SQL Server 2008 R2 : Join Selection (part 1) - Join Processing Strategies

9/20/2011 5:28:55 PM

The job of the Query Optimizer is incredibly complex. The Query Optimizer can consider literally thousands of options when determining the optimal execution plan. The statistics are simply one of the tools that the Query Optimizer can use to help in the decision-making process.

In addition to examining the statistics to determine the most efficient access paths for SARGs and join clauses, the Query Optimizer must consider the optimum order in which to access the tables, the appropriate join algorithms to use, the appropriate sorting algorithms, and many other details too numerous to list here. The goal of the Query Optimizer during join selection is to determine the most efficient join strategy.

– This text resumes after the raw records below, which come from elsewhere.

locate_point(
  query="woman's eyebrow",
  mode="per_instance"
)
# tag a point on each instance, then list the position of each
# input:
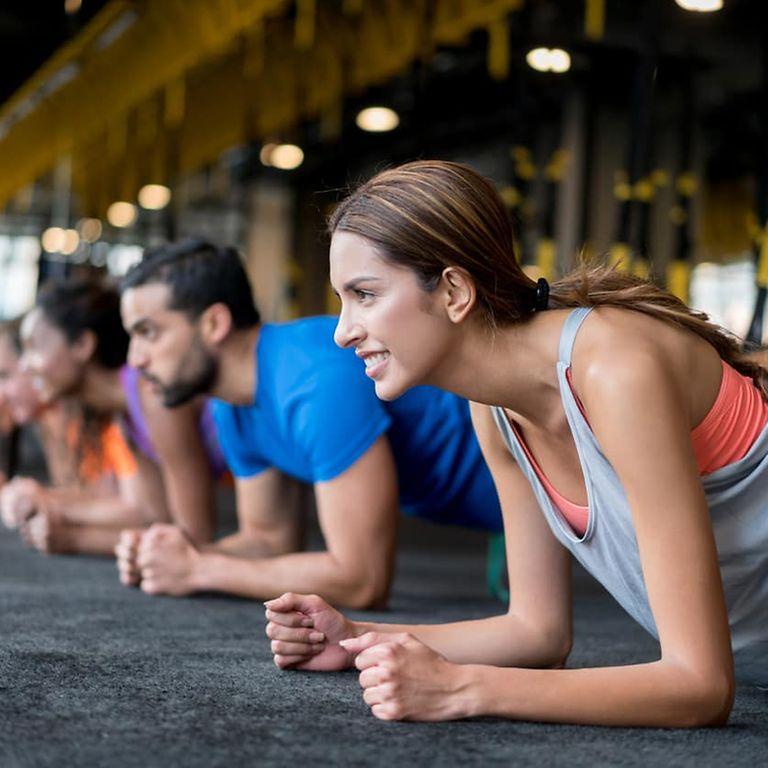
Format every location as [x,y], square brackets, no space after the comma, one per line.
[352,284]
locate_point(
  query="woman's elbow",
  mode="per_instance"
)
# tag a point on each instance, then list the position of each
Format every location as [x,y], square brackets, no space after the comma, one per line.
[708,702]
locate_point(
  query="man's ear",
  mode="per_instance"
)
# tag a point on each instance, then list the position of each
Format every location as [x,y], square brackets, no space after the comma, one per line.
[215,324]
[460,293]
[84,346]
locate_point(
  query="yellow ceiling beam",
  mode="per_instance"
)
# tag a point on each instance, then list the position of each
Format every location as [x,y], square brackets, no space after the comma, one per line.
[211,74]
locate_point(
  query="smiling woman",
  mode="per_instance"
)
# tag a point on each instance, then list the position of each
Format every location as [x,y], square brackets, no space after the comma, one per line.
[597,402]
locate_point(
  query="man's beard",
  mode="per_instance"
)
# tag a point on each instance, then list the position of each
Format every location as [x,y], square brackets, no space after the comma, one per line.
[202,370]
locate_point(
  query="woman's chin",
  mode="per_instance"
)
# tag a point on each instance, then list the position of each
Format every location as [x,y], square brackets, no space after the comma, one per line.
[386,391]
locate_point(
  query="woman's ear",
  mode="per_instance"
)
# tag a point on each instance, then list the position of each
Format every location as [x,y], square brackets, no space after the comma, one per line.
[460,293]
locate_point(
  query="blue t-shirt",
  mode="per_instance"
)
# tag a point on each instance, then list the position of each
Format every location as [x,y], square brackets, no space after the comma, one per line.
[315,413]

Join Processing Strategies

If you are familiar with SQL, you are probably very familiar with using joins between tables in creating SQL queries. A join occurs any time the SQL Server Query Optimizer has to compare two inputs to determine an output. The join can occur between one table and another table, between an index and a table, or between an index and another index.

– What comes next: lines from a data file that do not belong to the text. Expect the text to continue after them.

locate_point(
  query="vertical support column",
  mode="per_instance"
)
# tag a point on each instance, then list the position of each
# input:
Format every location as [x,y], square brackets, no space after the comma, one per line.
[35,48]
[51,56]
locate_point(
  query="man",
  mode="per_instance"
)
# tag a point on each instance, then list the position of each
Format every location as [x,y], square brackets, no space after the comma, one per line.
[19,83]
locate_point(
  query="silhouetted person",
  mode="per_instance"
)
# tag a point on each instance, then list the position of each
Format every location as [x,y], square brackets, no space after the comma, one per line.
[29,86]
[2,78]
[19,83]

The SQL Server Query Optimizer uses three primary types of join strategies when it must compare two inputs: nested loops joins, merge joins, and hash joins. The Query Optimizer must consider each one of these algorithms to determine the most appropriate and efficient algorithm for a given situation.

Each of the three supported join algorithms could be used for any join operation. The Query Optimizer examines all the possible alternatives, assigns costs to each, and chooses the least expensive join algorithm for a given situation. Merge and hash joins often greatly improve the query processing performance for very large data tables and data warehouses.

Nested Loops Joins

The nested loops join algorithm is by far the simplest of the three join algorithms. The nested loops join uses one input as the “outer” loop and the other input as the “inner” loop. As you might expect, SQL Server processes the outer input one row at a time. For each row in the outer input, the inner input is searched for matching rows.

Figure 1 illustrates a query that uses a nested loops join.

Figure 1. An execution plan for a nested loops join.

Note that in the graphical execution plan, the outer loop is represented as the top input table, and the inner loop is represented as the bottom input table. In most instances, the Query Optimizer chooses the input table with the fewest number of qualifying rows to be the outer loop to limit the number of iterative lookups against the inner table. However, the Query Optimizer may choose the input table with the greater number of qualifying rows as the outer table if the I/O cost of searching that table first and then performing the iterative loops on the other table is lower than the alternative.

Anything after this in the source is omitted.